Pretty much everything you'd expect
What on Earth is a stressed director to do? Ah, of course, the only possible solution is to select an audience member to fill in – obviously!
This production delivers pretty much everything you’d expect, which to some may be a very good thing, but to me, I felt I’d seen a lot of the gags before, and the various set-ups had fairly obvious outcomes which unfortunately left me cold.
I also spent the entire rest of the play trying to work out if the audience-volunteers were in fact planted there. Perhaps I was unlucky in that the (eventually) seven members of the public that overtook the cast happened to be conveniently English-speakers, well-behaved, articulate, and never flapped about in a panic or laughed their heads off. They were also conveniently devoid of whooping, cheering friends in the auditorium, and all their 'mistakes' were conveniently free from swearing.
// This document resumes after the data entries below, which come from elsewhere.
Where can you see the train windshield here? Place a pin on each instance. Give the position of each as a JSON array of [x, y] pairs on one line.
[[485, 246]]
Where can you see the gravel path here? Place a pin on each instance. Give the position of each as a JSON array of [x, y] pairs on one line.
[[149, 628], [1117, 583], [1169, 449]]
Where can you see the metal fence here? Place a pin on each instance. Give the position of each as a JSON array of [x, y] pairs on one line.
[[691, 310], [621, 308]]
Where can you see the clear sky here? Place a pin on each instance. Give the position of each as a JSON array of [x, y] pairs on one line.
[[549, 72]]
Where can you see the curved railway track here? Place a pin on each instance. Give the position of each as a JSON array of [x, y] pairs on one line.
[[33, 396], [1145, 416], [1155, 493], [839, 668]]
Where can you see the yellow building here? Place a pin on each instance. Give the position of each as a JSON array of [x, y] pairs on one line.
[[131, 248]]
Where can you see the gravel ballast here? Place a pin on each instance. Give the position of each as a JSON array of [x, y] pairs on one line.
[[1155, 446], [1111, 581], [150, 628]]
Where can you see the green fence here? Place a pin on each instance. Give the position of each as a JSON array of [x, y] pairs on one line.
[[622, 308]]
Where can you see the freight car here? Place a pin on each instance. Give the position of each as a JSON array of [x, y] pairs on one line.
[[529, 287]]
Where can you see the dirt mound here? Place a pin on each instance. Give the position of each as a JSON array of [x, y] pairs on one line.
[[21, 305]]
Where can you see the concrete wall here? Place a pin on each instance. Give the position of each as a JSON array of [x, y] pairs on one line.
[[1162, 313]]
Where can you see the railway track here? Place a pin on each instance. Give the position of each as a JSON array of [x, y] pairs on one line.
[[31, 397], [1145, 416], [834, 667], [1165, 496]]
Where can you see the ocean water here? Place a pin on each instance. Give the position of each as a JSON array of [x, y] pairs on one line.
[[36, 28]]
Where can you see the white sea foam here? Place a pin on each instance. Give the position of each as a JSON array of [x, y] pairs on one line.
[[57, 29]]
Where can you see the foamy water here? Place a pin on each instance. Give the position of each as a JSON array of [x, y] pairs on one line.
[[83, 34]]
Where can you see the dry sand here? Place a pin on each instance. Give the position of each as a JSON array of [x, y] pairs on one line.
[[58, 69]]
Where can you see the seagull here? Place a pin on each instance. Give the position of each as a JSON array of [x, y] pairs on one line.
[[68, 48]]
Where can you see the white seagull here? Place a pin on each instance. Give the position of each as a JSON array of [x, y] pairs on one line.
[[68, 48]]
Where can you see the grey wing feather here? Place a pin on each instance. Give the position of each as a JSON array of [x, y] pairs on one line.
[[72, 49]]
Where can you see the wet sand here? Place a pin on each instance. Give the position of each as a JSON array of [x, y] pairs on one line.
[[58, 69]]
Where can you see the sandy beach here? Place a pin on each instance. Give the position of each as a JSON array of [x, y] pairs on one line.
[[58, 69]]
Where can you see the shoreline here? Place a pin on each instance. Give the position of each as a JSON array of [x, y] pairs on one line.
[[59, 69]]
They all managed to say exactly the right 'wrong' thing and the actors always had exactly the right response. But like I say, perhaps I was just unlucky.
I will say this, though: the rest of the audience was absolutely loving it.
And I certainly can’t deny that the cast was on excellent form. All of them deliver a high-quality act and work very well together. I particularly enjoyed the increasingly chaotic performance of Trynity Silk as Gwendolyn, Rhys Tees as the poor, overworked Lane/Chasuble/Prism/Merriman, and Guido Garcia Lueches as a rigid Algernon who refuses to adapt his performance to the many changes around him.
If you’re a fan of The Play that Goes Wrong, then you can expect pretty much the same thing here.